Non mancano i tentativi di insabbiare e minimizzare, ma grazie a un magistrato ostinato, il pm Mariano Brianda, le indagini vanno avanti, e alla fine arriva la richiesta di rinvio a giudizio per novanta persone tra agenti ed altri membri dell’amministrazione penitenziaria; l’ipotesi di reato è di violenza privata, lesioni personali aggravate, abuso d’ufficio, commessi nei confronti di un centinaio di detenuti. E qui comincia un avvilente carnevale: 61 imputati scelgono il rito abbreviato, in 12 vengono condannati, da quattro mesi a un anno e mezzo di reclusione, condanne sospese. In appello le condanne definitive diventano solo nove.
E veniamo agli altri 29 imputati: nove sono rinviati a giudizio, per venti la sentenza è di non luogo a procedere. Nel corso dei processi si accerta che si sono verificati episodi di violenza inumana e gratuita, detenuti costretti a denudarsi, insultati, minacciati e picchiati, Ma il tribunale comunque proscioglie tutti gli imputati: due per carenza di prove, gli altri per sopravvenuta prescrizione. Le misure disciplinari che seguono le condanne sono altrettanto simboliche. Ciò induce a pensare, ne ricava Palombarini, che in molti ambienti siano forti i sentimenti di solidarietà verso coloro che violano le regole a danno delle persone detenute: “Infatti sono trascorsi più di dieci armi dai fatti di Sassari, ma la situazione, anche normativa, non si è modificata”.
Altro caso significativo: devono rispondere di sequestro di persona a scopo d’estorsione e rapina. È il 15 gennaio del 2000 quando nel carcere di Panna scoppia una rivolta, e un agente viene rinchiuso in una cella per ore; poi la resa, dopo una lunga trattativa.
Dopo sei interminabili ore l’allora procuratore Giovanni Panebianco annuncia: “Abbiamo accolto le loro richieste dì trasferimento”. Ora, a quattordici anni di distanza, quella rivolta entra in un’aula di giustizia, Il procedimento, dopo essere rimasto a Parma per alcuni anni, è stato trasferito alla Dda di Bologna. Se ne parlerà il 30 settembre prossimo in Corte d’assise.

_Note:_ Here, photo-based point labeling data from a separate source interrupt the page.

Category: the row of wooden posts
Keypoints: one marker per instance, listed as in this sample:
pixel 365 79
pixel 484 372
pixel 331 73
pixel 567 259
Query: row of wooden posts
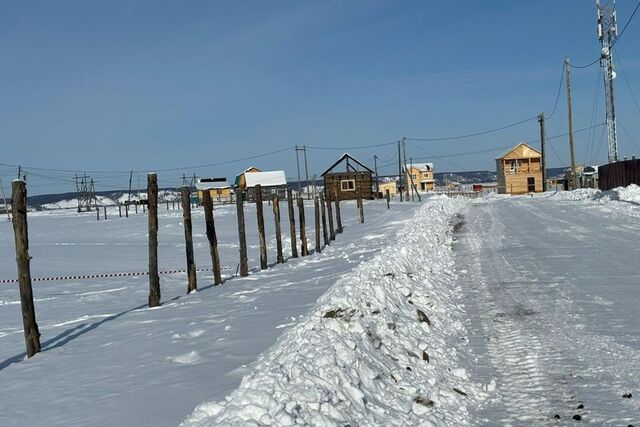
pixel 126 209
pixel 324 219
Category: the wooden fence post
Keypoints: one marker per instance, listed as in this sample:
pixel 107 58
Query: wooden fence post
pixel 332 232
pixel 244 263
pixel 188 239
pixel 154 278
pixel 325 233
pixel 316 205
pixel 303 231
pixel 276 218
pixel 292 224
pixel 261 234
pixel 207 204
pixel 23 260
pixel 338 216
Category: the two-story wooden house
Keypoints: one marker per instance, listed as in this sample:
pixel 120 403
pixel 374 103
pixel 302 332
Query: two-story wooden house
pixel 519 171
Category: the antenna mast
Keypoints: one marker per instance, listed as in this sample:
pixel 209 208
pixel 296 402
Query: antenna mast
pixel 607 31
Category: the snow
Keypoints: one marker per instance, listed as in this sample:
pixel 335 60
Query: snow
pixel 108 360
pixel 551 297
pixel 505 310
pixel 359 357
pixel 630 194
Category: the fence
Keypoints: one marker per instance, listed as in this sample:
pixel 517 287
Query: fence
pixel 322 206
pixel 619 174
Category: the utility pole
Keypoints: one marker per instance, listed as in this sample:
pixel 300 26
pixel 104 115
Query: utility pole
pixel 306 172
pixel 567 66
pixel 130 178
pixel 375 167
pixel 607 30
pixel 400 170
pixel 543 161
pixel 404 163
pixel 411 176
pixel 298 166
pixel 4 196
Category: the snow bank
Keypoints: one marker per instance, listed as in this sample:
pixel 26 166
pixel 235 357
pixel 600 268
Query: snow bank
pixel 379 348
pixel 630 193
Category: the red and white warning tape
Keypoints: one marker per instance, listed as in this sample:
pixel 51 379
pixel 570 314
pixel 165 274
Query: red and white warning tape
pixel 99 276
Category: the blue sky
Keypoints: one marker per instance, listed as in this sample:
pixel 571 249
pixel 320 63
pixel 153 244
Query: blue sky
pixel 150 85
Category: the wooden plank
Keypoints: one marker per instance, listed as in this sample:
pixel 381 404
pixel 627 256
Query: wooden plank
pixel 210 226
pixel 154 278
pixel 292 224
pixel 303 231
pixel 276 218
pixel 188 239
pixel 325 232
pixel 23 260
pixel 316 205
pixel 242 236
pixel 261 232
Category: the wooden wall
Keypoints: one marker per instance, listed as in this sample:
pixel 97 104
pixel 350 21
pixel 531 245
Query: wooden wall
pixel 364 182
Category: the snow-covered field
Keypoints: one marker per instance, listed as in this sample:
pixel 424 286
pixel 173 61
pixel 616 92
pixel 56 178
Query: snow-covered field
pixel 496 311
pixel 553 302
pixel 108 360
pixel 379 348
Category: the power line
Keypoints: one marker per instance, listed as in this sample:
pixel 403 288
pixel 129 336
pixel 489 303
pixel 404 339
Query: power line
pixel 626 80
pixel 632 139
pixel 614 42
pixel 469 135
pixel 353 147
pixel 555 104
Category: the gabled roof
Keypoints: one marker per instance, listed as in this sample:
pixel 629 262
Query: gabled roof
pixel 209 183
pixel 252 169
pixel 265 179
pixel 423 167
pixel 521 151
pixel 349 159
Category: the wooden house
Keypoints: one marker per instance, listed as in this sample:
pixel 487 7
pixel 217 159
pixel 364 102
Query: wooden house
pixel 392 186
pixel 346 177
pixel 271 182
pixel 519 171
pixel 219 189
pixel 421 175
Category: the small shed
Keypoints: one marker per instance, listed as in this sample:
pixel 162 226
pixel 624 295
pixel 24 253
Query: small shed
pixel 519 170
pixel 346 177
pixel 421 175
pixel 219 189
pixel 271 182
pixel 392 186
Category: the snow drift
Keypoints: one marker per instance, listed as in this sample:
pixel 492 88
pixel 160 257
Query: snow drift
pixel 379 348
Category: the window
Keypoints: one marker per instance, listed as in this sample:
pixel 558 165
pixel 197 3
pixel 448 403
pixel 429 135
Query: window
pixel 348 184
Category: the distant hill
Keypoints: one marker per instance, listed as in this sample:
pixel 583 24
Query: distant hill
pixel 69 200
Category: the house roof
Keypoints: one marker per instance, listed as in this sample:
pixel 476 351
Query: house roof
pixel 521 151
pixel 209 183
pixel 265 179
pixel 346 157
pixel 423 167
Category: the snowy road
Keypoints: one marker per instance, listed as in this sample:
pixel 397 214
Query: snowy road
pixel 552 291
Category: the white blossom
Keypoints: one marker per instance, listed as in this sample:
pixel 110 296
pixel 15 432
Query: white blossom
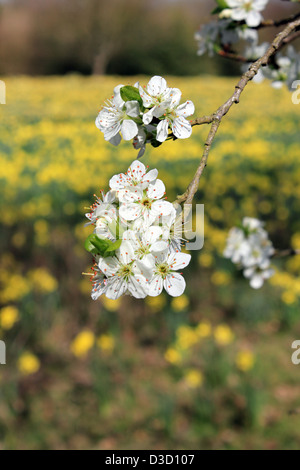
pixel 246 10
pixel 165 276
pixel 249 247
pixel 136 239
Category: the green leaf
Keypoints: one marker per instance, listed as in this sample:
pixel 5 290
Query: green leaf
pixel 113 247
pixel 131 93
pixel 88 245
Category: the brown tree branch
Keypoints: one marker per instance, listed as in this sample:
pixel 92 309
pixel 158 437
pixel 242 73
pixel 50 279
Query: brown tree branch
pixel 216 118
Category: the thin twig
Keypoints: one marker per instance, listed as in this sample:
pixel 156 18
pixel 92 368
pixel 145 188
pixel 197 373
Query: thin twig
pixel 278 23
pixel 215 118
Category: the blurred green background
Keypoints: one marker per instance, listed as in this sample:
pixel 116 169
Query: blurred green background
pixel 209 370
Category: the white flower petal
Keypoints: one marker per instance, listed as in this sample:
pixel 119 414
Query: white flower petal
pixel 109 266
pixel 161 207
pixel 156 190
pixel 129 129
pixel 147 100
pixel 257 281
pixel 137 286
pixel 175 97
pixel 156 86
pixel 253 19
pixel 186 109
pixel 116 140
pixel 148 116
pixel 116 287
pixel 162 130
pixel 179 260
pixel 130 211
pixel 137 170
pixel 155 286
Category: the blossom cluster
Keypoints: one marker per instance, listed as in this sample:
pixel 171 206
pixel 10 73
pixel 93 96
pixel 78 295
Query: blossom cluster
pixel 238 21
pixel 145 115
pixel 136 247
pixel 249 247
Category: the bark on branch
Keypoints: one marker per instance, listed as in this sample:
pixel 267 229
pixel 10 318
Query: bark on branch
pixel 215 118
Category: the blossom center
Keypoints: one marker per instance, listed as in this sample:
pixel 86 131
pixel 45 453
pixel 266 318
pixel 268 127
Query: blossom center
pixel 163 270
pixel 125 271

Il rinvio a giudizio del Gup Bruno Gian-giacomo risale al giugno 2013, e la prima udienza era stata fissata per lo scorso gennaio, ma problemi di notifiche agli imputati hanno fatto slittare ulteriormente il “vero” inizio del processo al prossimo autunno. Per riassumere: una rivolta in carcere, sei ore di grande tensione, una trattativa che alla fine scongiura un epilogo che poteva essere tragico, la resa e il ritorno alla “normalità”.
Quattordici anni dopo, il processo. Neppure concluso: inizia. Con tanti saluti a Cesare Beccaria, al suo Dei delitti e delle pene, alla certezza della sanzione e del diritto. Ed è pur significativo che a opporsi a questo stato di cose siano solo Marco Pannella, Rita Bernardini e un pugno di radicali da giorni in digiuno per ottenere che lo Stato rispetti quelle leggi che si è dato ed esca finalmente dalla situazione tecnica di criminalità organizzata in cui è sprofondato.